Todo parece indicar que lo ocurrido estos primeros meses de 2016 no es más que un veranito que se disipará cuando la Fed dé indicaciones más claras de alzas de tasas, teniendo en cuenta los buenos datos de empleo y alta inflación en EE.UU., pero sobre todo el veranito debería acabar cuando China vuelva a un modelo más sostenible de crecimiento, baje su nivel de endeudamiento y siga con su cambio de modelo económico.
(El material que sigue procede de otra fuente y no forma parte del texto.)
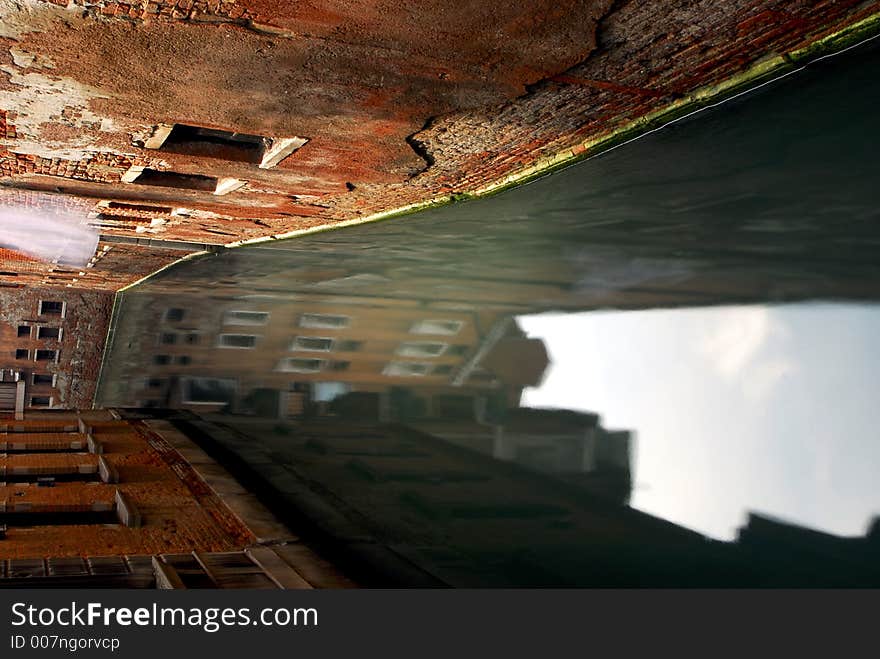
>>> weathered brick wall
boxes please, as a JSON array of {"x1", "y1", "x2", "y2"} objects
[
  {"x1": 0, "y1": 285, "x2": 113, "y2": 408},
  {"x1": 0, "y1": 0, "x2": 880, "y2": 290}
]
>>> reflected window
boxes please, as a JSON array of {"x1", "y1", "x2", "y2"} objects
[
  {"x1": 223, "y1": 311, "x2": 269, "y2": 325},
  {"x1": 277, "y1": 357, "x2": 326, "y2": 373},
  {"x1": 31, "y1": 373, "x2": 55, "y2": 386},
  {"x1": 181, "y1": 378, "x2": 236, "y2": 405},
  {"x1": 409, "y1": 320, "x2": 464, "y2": 336},
  {"x1": 290, "y1": 336, "x2": 333, "y2": 352},
  {"x1": 217, "y1": 334, "x2": 257, "y2": 348},
  {"x1": 397, "y1": 342, "x2": 446, "y2": 357},
  {"x1": 37, "y1": 327, "x2": 61, "y2": 340},
  {"x1": 382, "y1": 362, "x2": 431, "y2": 377},
  {"x1": 312, "y1": 382, "x2": 351, "y2": 403},
  {"x1": 299, "y1": 313, "x2": 351, "y2": 329}
]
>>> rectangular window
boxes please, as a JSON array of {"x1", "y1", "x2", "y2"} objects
[
  {"x1": 277, "y1": 357, "x2": 326, "y2": 373},
  {"x1": 299, "y1": 313, "x2": 351, "y2": 329},
  {"x1": 382, "y1": 362, "x2": 431, "y2": 377},
  {"x1": 40, "y1": 300, "x2": 64, "y2": 316},
  {"x1": 180, "y1": 378, "x2": 236, "y2": 405},
  {"x1": 217, "y1": 334, "x2": 257, "y2": 348},
  {"x1": 397, "y1": 341, "x2": 446, "y2": 357},
  {"x1": 37, "y1": 327, "x2": 61, "y2": 340},
  {"x1": 132, "y1": 167, "x2": 217, "y2": 192},
  {"x1": 290, "y1": 336, "x2": 333, "y2": 352},
  {"x1": 223, "y1": 311, "x2": 269, "y2": 325},
  {"x1": 409, "y1": 320, "x2": 464, "y2": 336}
]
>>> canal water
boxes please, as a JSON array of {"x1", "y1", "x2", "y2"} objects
[{"x1": 98, "y1": 36, "x2": 880, "y2": 586}]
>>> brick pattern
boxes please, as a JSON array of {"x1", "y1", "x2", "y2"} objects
[
  {"x1": 0, "y1": 411, "x2": 254, "y2": 560},
  {"x1": 0, "y1": 0, "x2": 880, "y2": 290},
  {"x1": 402, "y1": 0, "x2": 880, "y2": 192},
  {"x1": 74, "y1": 0, "x2": 252, "y2": 21}
]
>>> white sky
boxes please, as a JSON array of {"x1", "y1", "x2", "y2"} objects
[{"x1": 520, "y1": 304, "x2": 880, "y2": 539}]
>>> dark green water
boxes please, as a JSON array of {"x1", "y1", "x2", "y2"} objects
[{"x1": 98, "y1": 38, "x2": 880, "y2": 586}]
Al mirar el vaso medio lleno y pensando en proyectar lo ocurrido, uno puede percibir señales positivas, como que los commodities han dejado de caer, que las empresas vienen mejorando sus eficiencias al reducir costos y las recientes elecciones pro-mercado en países vecinos. Según las proyecciones de crecimiento del FMI, pareciera que lo peor de las caídas o desaceleraciones de crecimiento en Latinoamérica terminará en 2016, y como ya es difícil caer más, el 2017 debería haber un rebote.
Para aumentar las inversiones en acciones de Latinoamérica de forma más estructural en un portafolio uno debería esperar aspectos de cambios más permanentes, como por ejemplo las elecciones ocurridas en nuestros países vecinos, mejoras en las confianzas empresariales o una China más ordenada.